The NYBCS team will examine genetic profiles of Jewish families severely affected with breast cancer, but who have no mutations in any known breast cancer gene.
These collaborative efforts continue to inform our understanding of inherited risks of breast cancer in diverse populations.
The New York Breast Cancer Study (NYBCS) is a study to identify all genes responsible for inherited predisposition to breast cancer among women of Ashkenazi Jewish ancestry and, by extension, among women of all ancestries.
The study employs genomic sequencing to evaluate DNA from women who have developed breast cancer and from their relatives to identify inherited mutations in genes critical to the development of breast cancer.
Recent analysis revealed that 10 percent of breast cancer patients of Jewish ancestry carried one of three relatively common “founder mutations” in BRCA1 or BRCA2, dramatically increasing the risk of breast and ovarian cancer. About 1 percent carry some other damaging mutation in BRCA1 or BRCA2, and 3 to 4 percent of patients had a damaging mutation in one of the other “moderate risk” breast cancer genes.
The goal of the NYBCS for the coming year is to identify mutations responsible for breast cancer in families of any ancestry with no inherited mutations in any of the known breast cancer genes. The research team believes that breast cancer in these patients may be due to mutations in DNA that regulate the timing of expression of genes, rather than mutations that directly alter the sequences of genes.
Joan H. Marks is Co-Director of The New York Breast Cancer Study, a research project examining the role of breast cancer genes in increasing the incidence of breast cancer in Ashkenazi Jewish women.
From 1972 to 1998 Joan Marks directed two unique graduate programs in health care at Sarah Lawrence College. The Human Genetics program, which she developed into the largest program in the country to educate genetic counselors, pioneered the field of genetic counseling and served as a model for 26 similar programs at universities in the U.S. and several others in Canada, Argentina, Australia, Puerto Rico, Taiwan, England and Israel. In 1979, Marks founded the Graduate Program in Health Advocacy at Sarah Lawrence, the first graduate degree program to train advocates who work within the complex health care delivery system in the U.S. to ensure the rights of patients and health care consumers.

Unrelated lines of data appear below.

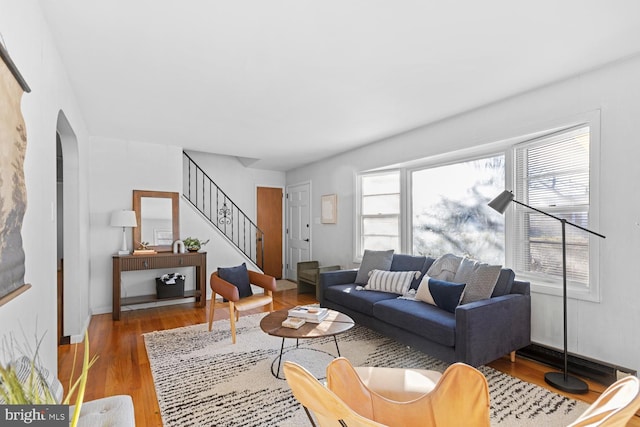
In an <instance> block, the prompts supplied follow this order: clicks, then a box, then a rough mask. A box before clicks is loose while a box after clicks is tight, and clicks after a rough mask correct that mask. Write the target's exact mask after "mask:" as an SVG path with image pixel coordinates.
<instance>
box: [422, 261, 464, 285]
mask: <svg viewBox="0 0 640 427" xmlns="http://www.w3.org/2000/svg"><path fill="white" fill-rule="evenodd" d="M461 261H462V257H459V256H456V255H453V254H444V255H442V256H440V257H438V258H437V259H436V260H435V261H434V262H433V264H431V267H429V270H427V275H428V276H429V277H433V278H434V279H438V280H444V281H446V282H456V281H457V280H454V277H455V275H456V271H458V267H459V266H460V262H461Z"/></svg>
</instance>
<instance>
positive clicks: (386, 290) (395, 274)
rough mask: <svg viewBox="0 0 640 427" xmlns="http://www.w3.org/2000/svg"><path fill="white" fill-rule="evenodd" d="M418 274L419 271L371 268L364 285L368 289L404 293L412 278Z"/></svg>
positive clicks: (410, 284) (387, 291) (389, 291)
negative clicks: (370, 270) (385, 269)
mask: <svg viewBox="0 0 640 427" xmlns="http://www.w3.org/2000/svg"><path fill="white" fill-rule="evenodd" d="M419 276H420V272H419V271H382V270H371V275H370V276H369V281H368V282H367V286H366V287H365V289H366V290H368V291H383V292H391V293H394V294H398V295H404V294H405V293H406V292H407V291H408V290H409V286H411V282H412V281H413V279H416V278H418V277H419Z"/></svg>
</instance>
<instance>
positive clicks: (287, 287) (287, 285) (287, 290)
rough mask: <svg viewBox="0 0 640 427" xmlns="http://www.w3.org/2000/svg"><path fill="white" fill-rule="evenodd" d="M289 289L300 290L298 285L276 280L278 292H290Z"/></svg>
mask: <svg viewBox="0 0 640 427" xmlns="http://www.w3.org/2000/svg"><path fill="white" fill-rule="evenodd" d="M289 289H298V284H297V283H296V282H292V281H291V280H287V279H278V280H276V291H288V290H289Z"/></svg>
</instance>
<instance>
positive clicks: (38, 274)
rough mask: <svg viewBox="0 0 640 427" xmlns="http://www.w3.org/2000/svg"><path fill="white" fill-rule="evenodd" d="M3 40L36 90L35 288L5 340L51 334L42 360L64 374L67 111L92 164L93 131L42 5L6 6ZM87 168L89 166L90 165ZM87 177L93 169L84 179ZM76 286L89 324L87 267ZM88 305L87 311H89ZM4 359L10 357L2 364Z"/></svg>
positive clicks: (51, 366) (20, 2)
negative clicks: (63, 162) (59, 160)
mask: <svg viewBox="0 0 640 427" xmlns="http://www.w3.org/2000/svg"><path fill="white" fill-rule="evenodd" d="M0 33H1V34H2V40H3V41H4V42H5V45H6V48H7V50H8V51H9V54H10V55H11V57H12V59H13V61H14V62H15V63H16V65H17V66H18V68H19V70H20V71H21V73H22V75H23V76H24V78H25V79H26V81H27V83H28V84H29V86H30V87H31V90H32V92H31V93H26V94H24V96H23V98H22V112H23V115H24V119H25V123H26V127H27V153H26V159H25V165H24V168H25V175H26V185H27V212H26V215H25V217H24V222H23V225H22V237H23V247H24V250H25V255H26V275H25V281H26V282H27V283H31V284H32V286H33V287H32V288H31V289H30V290H28V291H27V292H26V293H24V294H22V295H20V296H19V297H17V298H16V299H14V300H12V301H11V302H9V303H8V304H6V305H4V306H2V307H0V335H2V336H9V335H13V336H14V337H15V338H16V339H17V340H18V341H19V342H22V343H24V341H25V340H26V341H27V342H28V343H29V344H31V345H32V346H33V344H34V342H33V339H34V338H33V337H34V336H35V335H36V334H38V335H42V334H44V333H45V332H46V335H45V338H44V341H43V344H42V347H41V349H40V356H41V358H42V362H43V364H44V366H45V367H47V368H48V369H50V370H52V371H53V372H57V337H56V336H57V330H56V326H55V325H56V323H57V322H56V319H57V307H56V252H57V249H56V247H57V243H56V203H57V202H56V137H55V132H56V124H57V120H58V113H59V111H60V110H63V111H64V113H65V115H66V117H67V119H68V121H69V124H70V125H71V126H72V128H73V131H74V132H75V134H76V136H77V138H78V143H79V147H78V156H79V158H80V159H81V160H86V157H87V152H86V144H87V141H88V136H87V131H86V128H85V125H84V122H83V118H82V114H81V111H80V109H79V108H78V105H77V103H76V100H75V97H74V94H73V92H72V90H71V89H70V86H69V84H68V81H67V75H66V72H65V70H64V68H63V66H62V64H61V61H60V58H59V55H58V52H57V50H56V48H55V46H54V45H53V43H52V41H51V40H52V37H51V35H50V34H49V31H48V27H47V24H46V22H45V20H44V17H43V16H42V13H41V11H40V6H39V4H38V2H37V1H35V0H10V1H3V2H2V13H0ZM83 163H84V164H86V161H83ZM80 175H81V176H86V167H85V168H84V169H83V170H81V171H80ZM84 181H85V182H83V183H80V184H79V186H78V194H77V195H78V199H79V203H78V207H77V212H75V213H74V214H75V215H77V218H78V229H79V235H78V236H77V242H78V245H80V246H81V247H79V248H78V250H79V251H84V252H85V253H86V251H87V250H88V247H87V246H88V211H87V210H86V209H87V208H86V207H87V184H86V180H84ZM78 277H81V279H82V280H78V281H77V282H76V283H70V284H69V287H70V288H69V291H70V292H71V296H70V299H71V300H72V301H71V304H73V303H74V299H76V300H77V301H78V303H77V304H74V307H73V310H74V312H75V314H76V315H75V316H73V317H74V319H80V318H87V314H88V312H89V307H88V304H87V303H86V299H85V298H84V296H86V295H87V293H88V283H89V280H88V267H85V268H82V269H80V271H79V272H78ZM83 301H84V303H83ZM0 357H3V356H0Z"/></svg>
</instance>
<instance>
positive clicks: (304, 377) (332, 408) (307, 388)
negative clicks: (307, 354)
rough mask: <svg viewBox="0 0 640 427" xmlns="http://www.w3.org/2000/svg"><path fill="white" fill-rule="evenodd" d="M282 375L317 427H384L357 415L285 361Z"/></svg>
mask: <svg viewBox="0 0 640 427" xmlns="http://www.w3.org/2000/svg"><path fill="white" fill-rule="evenodd" d="M284 375H285V378H286V379H287V383H288V384H289V387H290V388H291V391H292V392H293V396H294V397H295V398H296V399H297V400H298V402H300V404H301V405H302V406H303V407H304V409H305V411H306V412H307V415H308V416H309V418H310V419H311V415H310V414H309V411H311V412H312V413H313V415H314V416H315V418H316V421H317V422H318V426H319V427H336V426H341V425H347V426H349V427H385V426H384V424H380V423H377V422H375V421H371V420H369V419H367V418H365V417H362V416H360V415H358V414H357V413H356V412H355V411H353V410H352V409H351V408H349V406H347V405H346V404H345V403H344V402H343V401H342V400H341V399H340V398H339V397H338V396H336V395H335V394H334V393H333V392H332V391H331V390H329V389H327V388H326V387H325V386H323V385H322V384H320V382H318V380H317V379H316V378H315V377H314V376H313V375H311V373H310V372H309V371H307V370H306V369H305V368H303V367H302V366H300V365H298V364H296V363H294V362H290V361H286V362H284ZM314 425H315V424H314Z"/></svg>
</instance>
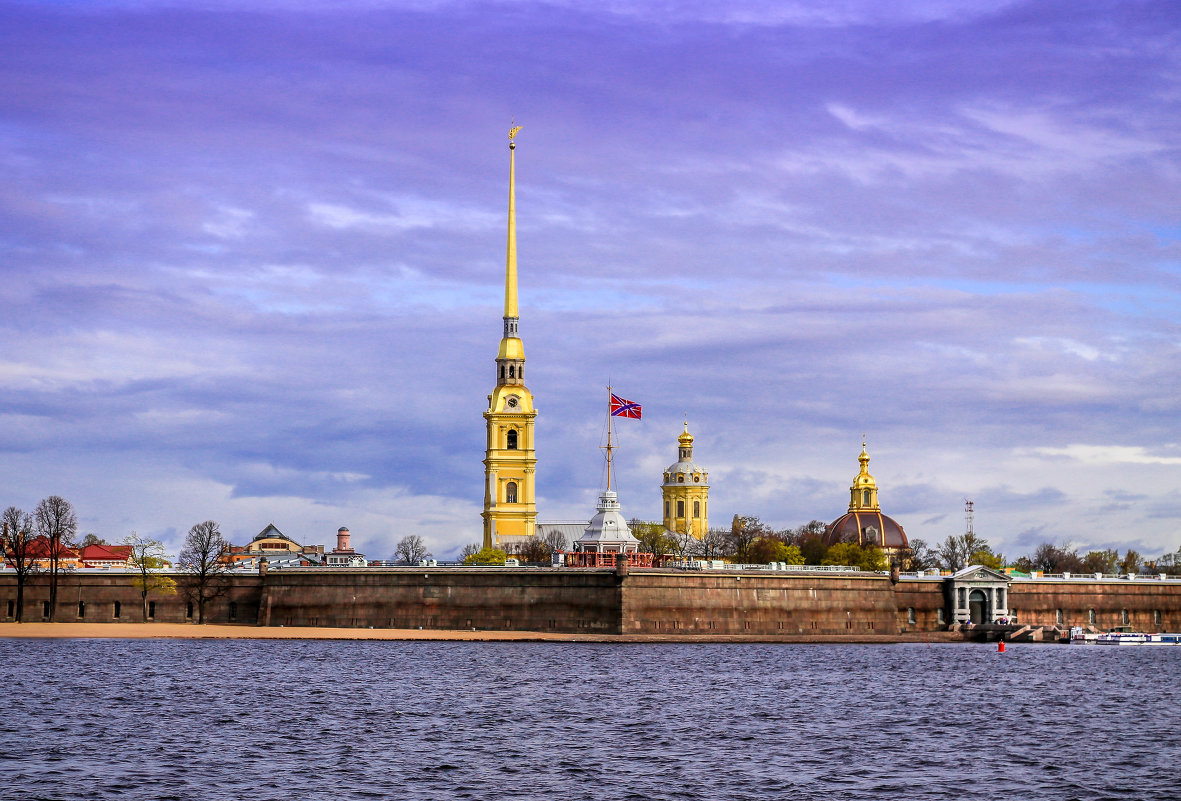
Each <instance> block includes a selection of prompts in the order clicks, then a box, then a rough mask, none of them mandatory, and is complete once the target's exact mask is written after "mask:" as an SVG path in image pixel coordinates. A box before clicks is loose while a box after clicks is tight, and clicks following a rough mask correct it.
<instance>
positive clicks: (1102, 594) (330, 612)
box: [0, 567, 1181, 636]
mask: <svg viewBox="0 0 1181 801" xmlns="http://www.w3.org/2000/svg"><path fill="white" fill-rule="evenodd" d="M132 578H133V577H131V575H130V574H125V573H123V574H120V573H100V572H94V573H91V572H85V573H70V574H65V575H64V577H63V578H61V581H60V585H59V588H58V611H57V612H58V613H57V619H58V620H60V621H78V620H85V621H96V623H104V621H116V620H119V621H132V623H135V621H139V620H142V619H143V614H142V612H141V604H139V593H138V592H137V591H136V590H135V587H133V586H132V584H131V580H132ZM15 597H17V591H15V577H14V575H13V574H12V573H11V572H8V573H0V619H12V618H11V613H9V612H8V608H6V607H7V605H9V604H11V603H13V601H14V600H15ZM47 598H48V587H47V586H46V578H45V577H37V578H35V579H34V581H33V584H31V585H30V586H28V587H26V592H25V620H30V621H32V620H43V619H44V616H43V604H44V603H45V600H46V599H47ZM149 598H150V599H151V600H152V601H154V604H155V617H154V619H155V620H158V621H167V623H183V621H188V620H193V619H195V618H196V610H190V607H189V603H188V599H187V598H185V597H184V594H183V593H180V594H175V595H162V594H159V593H152V594H151V595H150V597H149ZM116 603H118V605H119V617H118V618H116V617H115V605H116ZM945 605H946V598H945V594H944V581H941V580H938V579H935V580H931V579H908V578H902V579H901V580H900V581H898V582H892V581H890V579H889V577H887V575H883V574H875V573H846V574H833V573H814V574H809V573H771V572H756V571H742V572H738V571H733V572H729V571H726V572H720V571H703V572H680V571H666V569H632V571H631V572H629V573H628V574H627V575H619V574H616V573H615V572H614V571H609V569H570V568H566V569H544V568H496V567H484V568H479V567H435V568H409V567H407V568H372V569H364V568H361V569H326V568H299V569H282V571H273V572H270V573H269V574H268V575H266V577H260V575H256V574H236V575H234V577H233V579H231V582H230V587H229V588H228V591H227V593H226V594H224V595H222V597H220V598H217V599H215V600H213V601H211V603H210V604H209V606H208V608H207V611H205V618H207V620H208V621H209V623H241V624H255V623H257V624H261V625H273V626H280V625H282V626H346V627H367V626H373V627H379V629H386V627H397V629H418V627H423V629H452V630H458V629H482V630H517V631H547V632H582V633H685V634H703V636H710V634H744V633H750V634H809V633H816V634H842V633H844V634H852V636H863V634H893V633H899V632H924V631H939V630H941V629H944V627H946V623H947V621H950V618H945V619H944V623H940V617H939V614H940V611H941V610H944V608H945ZM1009 605H1010V607H1011V608H1012V610H1016V612H1017V616H1018V619H1019V620H1020V623H1030V624H1035V625H1055V624H1058V611H1059V610H1061V611H1062V623H1061V624H1059V625H1064V626H1070V625H1088V624H1089V621H1090V611H1091V610H1094V611H1095V624H1094V625H1095V626H1096V627H1097V629H1101V630H1105V629H1111V627H1114V626H1120V625H1129V626H1131V627H1133V629H1135V630H1141V631H1157V630H1166V631H1181V581H1157V580H1149V579H1138V580H1134V581H1128V580H1118V581H1117V580H1109V581H1094V580H1070V581H1063V580H1045V581H1037V580H1032V581H1013V582H1012V584H1011V585H1010V591H1009ZM1124 611H1127V618H1124ZM79 614H80V617H79ZM1124 620H1127V623H1125V621H1124Z"/></svg>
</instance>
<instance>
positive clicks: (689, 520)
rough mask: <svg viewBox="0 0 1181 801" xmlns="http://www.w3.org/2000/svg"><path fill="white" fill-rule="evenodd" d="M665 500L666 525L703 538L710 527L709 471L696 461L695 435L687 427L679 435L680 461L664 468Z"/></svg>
mask: <svg viewBox="0 0 1181 801" xmlns="http://www.w3.org/2000/svg"><path fill="white" fill-rule="evenodd" d="M660 495H661V499H663V500H664V507H665V508H664V513H665V514H664V527H665V529H667V530H670V532H677V533H678V534H691V535H692V536H694V538H697V539H698V540H700V539H702V538H704V536H705V533H706V532H709V530H710V509H709V506H710V474H709V473H706V471H705V470H704V469H702V468H700V467H699V465H698V464H697V463H694V462H693V435H692V434H690V432H689V421H685V430H684V431H683V432H681V435H680V436H679V437H677V461H676V462H673V463H672V464H670V465H668V468H667V469H666V470H665V478H664V483H663V484H661V486H660Z"/></svg>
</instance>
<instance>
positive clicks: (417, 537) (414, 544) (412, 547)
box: [393, 534, 431, 565]
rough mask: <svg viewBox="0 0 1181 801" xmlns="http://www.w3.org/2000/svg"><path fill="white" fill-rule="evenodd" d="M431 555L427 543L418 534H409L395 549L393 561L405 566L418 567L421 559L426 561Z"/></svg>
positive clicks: (407, 535) (403, 538)
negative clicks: (415, 565) (406, 565)
mask: <svg viewBox="0 0 1181 801" xmlns="http://www.w3.org/2000/svg"><path fill="white" fill-rule="evenodd" d="M430 555H431V553H430V551H428V549H426V542H425V541H423V538H420V536H418V535H417V534H407V535H406V536H404V538H402V539H400V540H398V545H397V547H394V549H393V559H394V560H396V561H399V562H402V564H403V565H417V564H418V560H419V559H426V558H429V556H430Z"/></svg>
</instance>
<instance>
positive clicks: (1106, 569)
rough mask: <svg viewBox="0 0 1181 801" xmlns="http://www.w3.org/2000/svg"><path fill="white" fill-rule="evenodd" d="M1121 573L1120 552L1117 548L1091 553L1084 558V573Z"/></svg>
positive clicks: (1108, 549)
mask: <svg viewBox="0 0 1181 801" xmlns="http://www.w3.org/2000/svg"><path fill="white" fill-rule="evenodd" d="M1118 571H1120V552H1118V551H1116V549H1115V548H1105V549H1103V551H1089V552H1088V553H1087V555H1085V556H1083V572H1084V573H1117V572H1118Z"/></svg>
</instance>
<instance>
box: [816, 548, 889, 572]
mask: <svg viewBox="0 0 1181 801" xmlns="http://www.w3.org/2000/svg"><path fill="white" fill-rule="evenodd" d="M821 565H848V566H849V567H856V568H857V569H859V571H867V572H873V571H883V569H886V554H883V553H882V549H881V548H879V547H877V546H876V545H864V546H861V545H857V543H856V542H837V543H836V545H834V546H833V547H831V548H829V549H828V553H827V554H826V555H824V560H823V561H821Z"/></svg>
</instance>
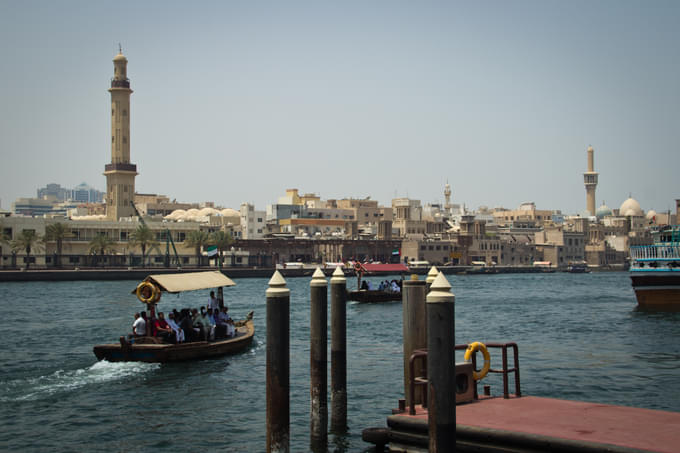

Joan Marks has served on a number of advisory boards in medicine such as the American Board of Internal Medicine, the American Academy of Physicians and Patients, and the Women's Health Initiative of the National Institutes of Health. She has also chaired the Ethics Committee of the National Neurofibromatosis Association and is a member of their Clinical Care Advisory Board. She is the author of The Genetic Connection: How To Protect Your Family Against Genetic Disease and editor of Advocacy in Health Care: The Silent Constituency.
In 2003, Joan Marks became the first woman and first non-MD to receive the Excellence in Human Genetics Education Award, presented by the American Society of Human Genetics. In April 2006, in recognition of her "enduring contributions to Sarah Lawrence College, and of her legacy as pioneer, educator, mentor, advocate and leader in genetic counseling," the College formally named its human genetics program the Joan H. Marks Graduate Program in Human Genetics.